Raise your hand if you thought the most interesting comment at the Huffington Post’s event today, “Game Change: How the New Media Are Impacting the ‘08 Race” would come from will.i.am of the Black Eyed Peas.
(They had all kinds of problems with the microphones and sound system, but I’m pretty sure moderator Charlie Rose introduced him as a member of the “Black Peas.”)
Anyway, will.i.am (that’s how he spells it, it’s like e.e. cummings with a stutter) noted that he, creator of two widely-distributed music videos, is in the business of “baton-able” media. He said that in the past, viewers would consume a mass media like television and then repeat what they liked to their friends and family. But in the process of repeating, inevitably something would get lost, details would change, etc. “Baton-able” media, like a relay team’s baton, is passed in its entirety from individual to individual, and as the musician put it, “nothing gets lost in translation. When someone shows someone else my song, nothing will go awry, because it’s exactly the way I put it.”
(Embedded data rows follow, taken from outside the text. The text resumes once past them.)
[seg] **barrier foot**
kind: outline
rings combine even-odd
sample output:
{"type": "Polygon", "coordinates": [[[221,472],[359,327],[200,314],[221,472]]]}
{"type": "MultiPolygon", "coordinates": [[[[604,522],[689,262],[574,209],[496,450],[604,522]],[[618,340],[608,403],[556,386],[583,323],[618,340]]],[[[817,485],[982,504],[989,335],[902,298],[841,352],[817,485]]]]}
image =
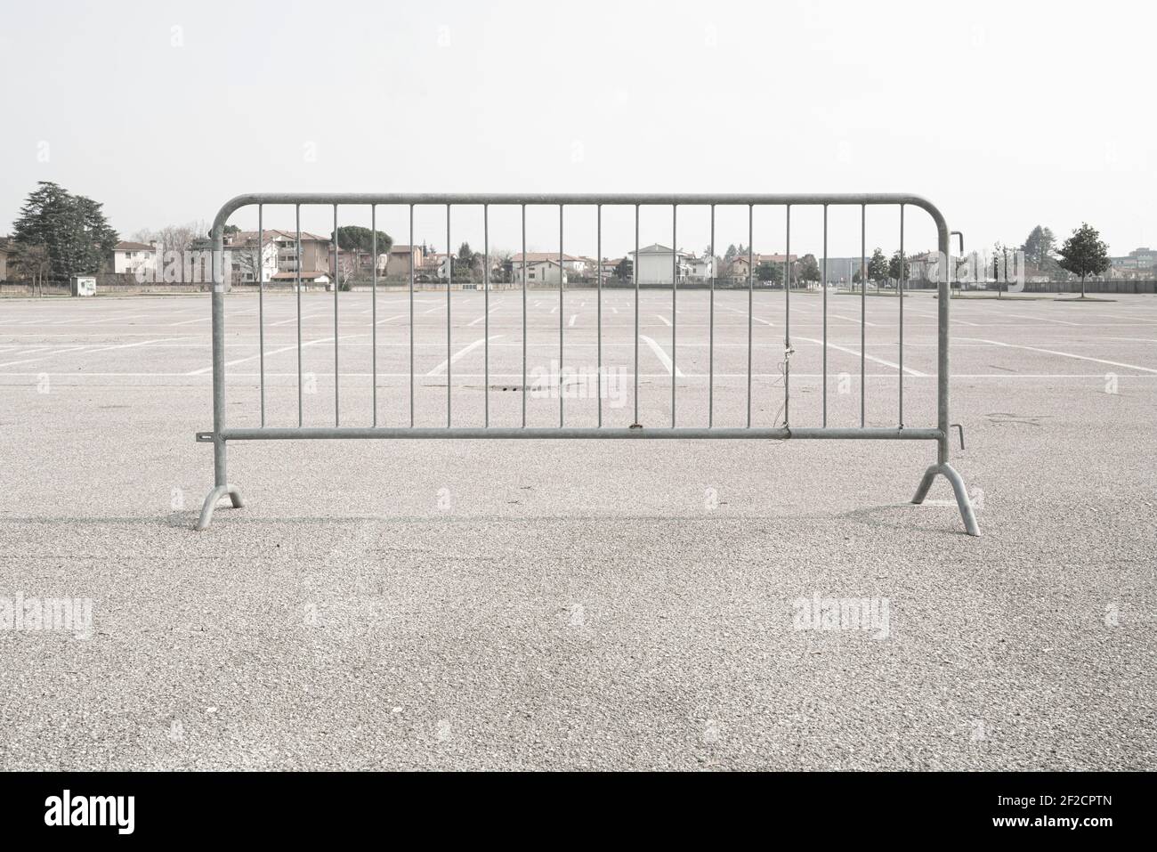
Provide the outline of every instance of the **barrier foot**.
{"type": "Polygon", "coordinates": [[[241,499],[241,492],[237,491],[235,485],[214,486],[208,497],[205,498],[205,505],[201,506],[201,516],[197,521],[198,531],[209,528],[209,522],[213,520],[213,509],[216,508],[218,501],[226,494],[229,495],[235,509],[239,509],[245,505],[241,499]]]}
{"type": "Polygon", "coordinates": [[[916,493],[912,498],[912,502],[921,504],[924,501],[924,498],[928,497],[928,490],[933,486],[933,479],[936,478],[937,473],[942,473],[952,485],[952,493],[956,494],[956,505],[960,509],[965,531],[970,536],[979,536],[980,527],[977,524],[977,513],[972,509],[972,498],[968,497],[968,489],[965,486],[964,479],[956,471],[956,468],[951,464],[933,464],[928,468],[920,480],[920,485],[916,487],[916,493]]]}

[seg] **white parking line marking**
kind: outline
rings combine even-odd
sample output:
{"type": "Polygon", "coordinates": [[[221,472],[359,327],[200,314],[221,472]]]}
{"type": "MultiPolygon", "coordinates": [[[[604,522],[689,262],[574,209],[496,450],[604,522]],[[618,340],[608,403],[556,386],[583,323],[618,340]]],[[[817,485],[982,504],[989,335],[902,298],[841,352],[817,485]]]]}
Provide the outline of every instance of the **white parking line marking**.
{"type": "Polygon", "coordinates": [[[1025,350],[1027,352],[1044,352],[1047,355],[1061,355],[1062,358],[1076,358],[1079,361],[1093,361],[1096,363],[1107,363],[1107,365],[1110,365],[1112,367],[1125,367],[1127,369],[1140,369],[1140,370],[1142,370],[1144,373],[1157,374],[1157,369],[1154,369],[1152,367],[1138,367],[1135,363],[1122,363],[1121,361],[1108,361],[1108,360],[1105,360],[1104,358],[1092,358],[1090,355],[1077,355],[1077,354],[1074,354],[1071,352],[1061,352],[1059,350],[1044,350],[1044,348],[1040,348],[1038,346],[1020,346],[1020,345],[1015,344],[1015,343],[1002,343],[1001,340],[986,340],[985,338],[981,338],[981,337],[965,337],[965,338],[958,338],[958,339],[963,339],[963,340],[980,340],[981,343],[992,344],[993,346],[1004,346],[1007,348],[1025,350]]]}
{"type": "MultiPolygon", "coordinates": [[[[451,363],[457,363],[457,361],[458,361],[458,359],[459,359],[459,358],[462,358],[463,355],[465,355],[465,354],[466,354],[466,353],[469,353],[469,352],[473,352],[473,351],[474,351],[474,350],[477,350],[477,348],[478,348],[479,346],[481,346],[481,345],[482,345],[484,343],[486,343],[486,340],[487,340],[487,339],[491,339],[491,340],[498,340],[498,339],[499,339],[500,337],[504,337],[504,335],[491,335],[491,336],[489,336],[489,338],[485,338],[485,337],[480,337],[480,338],[478,338],[477,340],[474,340],[474,341],[473,341],[472,344],[470,344],[469,346],[466,346],[466,347],[464,347],[464,348],[460,348],[460,350],[458,350],[457,352],[455,352],[455,353],[454,353],[454,354],[452,354],[452,355],[451,355],[451,357],[449,358],[449,360],[445,360],[445,361],[442,361],[442,363],[440,363],[440,365],[439,365],[437,367],[435,367],[434,369],[432,369],[432,370],[430,370],[429,373],[427,373],[426,375],[427,375],[427,376],[436,376],[436,375],[441,375],[442,373],[444,373],[444,372],[445,372],[445,368],[447,368],[447,366],[449,366],[449,365],[451,365],[451,363]]],[[[407,373],[406,375],[408,375],[408,373],[407,373]]]]}
{"type": "MultiPolygon", "coordinates": [[[[666,367],[666,374],[671,375],[671,367],[673,367],[675,365],[671,362],[671,359],[668,358],[668,354],[663,351],[663,347],[659,346],[654,340],[651,340],[646,335],[640,335],[639,339],[642,340],[648,346],[650,346],[650,351],[654,352],[655,357],[663,363],[664,367],[666,367]]],[[[683,370],[679,369],[678,367],[675,367],[675,375],[679,376],[680,379],[684,377],[683,370]]]]}
{"type": "MultiPolygon", "coordinates": [[[[897,262],[899,263],[899,262],[897,262]]],[[[1056,323],[1057,325],[1079,325],[1081,323],[1070,323],[1068,320],[1049,320],[1047,316],[1030,316],[1027,314],[1005,314],[1004,316],[1016,317],[1017,320],[1040,320],[1042,323],[1056,323]]]]}
{"type": "MultiPolygon", "coordinates": [[[[366,337],[366,335],[345,335],[342,339],[348,339],[351,337],[366,337]]],[[[318,338],[317,340],[307,340],[307,341],[304,341],[301,345],[301,347],[305,348],[307,346],[317,346],[318,344],[322,344],[322,343],[333,343],[333,338],[332,337],[322,337],[322,338],[318,338]]],[[[268,352],[265,353],[265,357],[268,358],[270,355],[280,355],[282,352],[289,352],[290,350],[295,350],[295,348],[297,348],[297,344],[294,344],[293,346],[282,346],[281,348],[270,350],[268,352]]],[[[248,358],[238,358],[238,359],[236,359],[234,361],[226,361],[224,366],[226,367],[233,367],[236,363],[245,363],[246,361],[256,361],[260,357],[261,357],[261,353],[258,352],[256,355],[249,355],[248,358]]],[[[199,376],[199,375],[201,375],[204,373],[209,373],[212,369],[213,369],[213,365],[209,365],[208,367],[204,367],[201,369],[194,369],[194,370],[192,370],[190,373],[185,373],[185,375],[186,376],[199,376]]],[[[260,374],[258,374],[258,375],[260,375],[260,374]]]]}
{"type": "MultiPolygon", "coordinates": [[[[799,337],[798,335],[796,335],[794,339],[796,339],[796,340],[806,340],[808,343],[813,343],[813,344],[817,344],[819,346],[824,345],[823,340],[817,340],[813,337],[799,337]]],[[[830,348],[830,350],[839,350],[840,352],[847,352],[849,355],[855,355],[856,358],[860,358],[860,353],[856,352],[855,350],[849,350],[849,348],[847,348],[845,346],[837,346],[834,343],[831,343],[831,341],[828,341],[827,348],[830,348]]],[[[885,367],[891,367],[892,369],[900,369],[900,365],[894,363],[893,361],[886,361],[883,358],[876,358],[875,355],[864,355],[864,360],[867,360],[867,361],[875,361],[876,363],[882,363],[885,367]]],[[[907,373],[911,376],[927,376],[928,375],[927,373],[921,373],[919,369],[912,369],[912,367],[905,367],[904,372],[907,373]]]]}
And there’s something to this. A decade ago,if you saw something on the evening news, you had to be recording it in order to show it to anyone else. If you saw an interesting newspaper or magazine article, you would have to clip it and save it. Today, you just copy the url and forward it on to others via e-mail. Most likely you just described it to others, and they got the article or report through your filter.
He didn’t get into it, but I think the clearest example of this in the political realm in recent years is political ads. Think about how many people watched the Swift Boat Vets for Truth ads online, as opposed to on television. Think about how many ads now debut online, and the percentage of viewers who see it in YouTube form instead of during commercial breaks.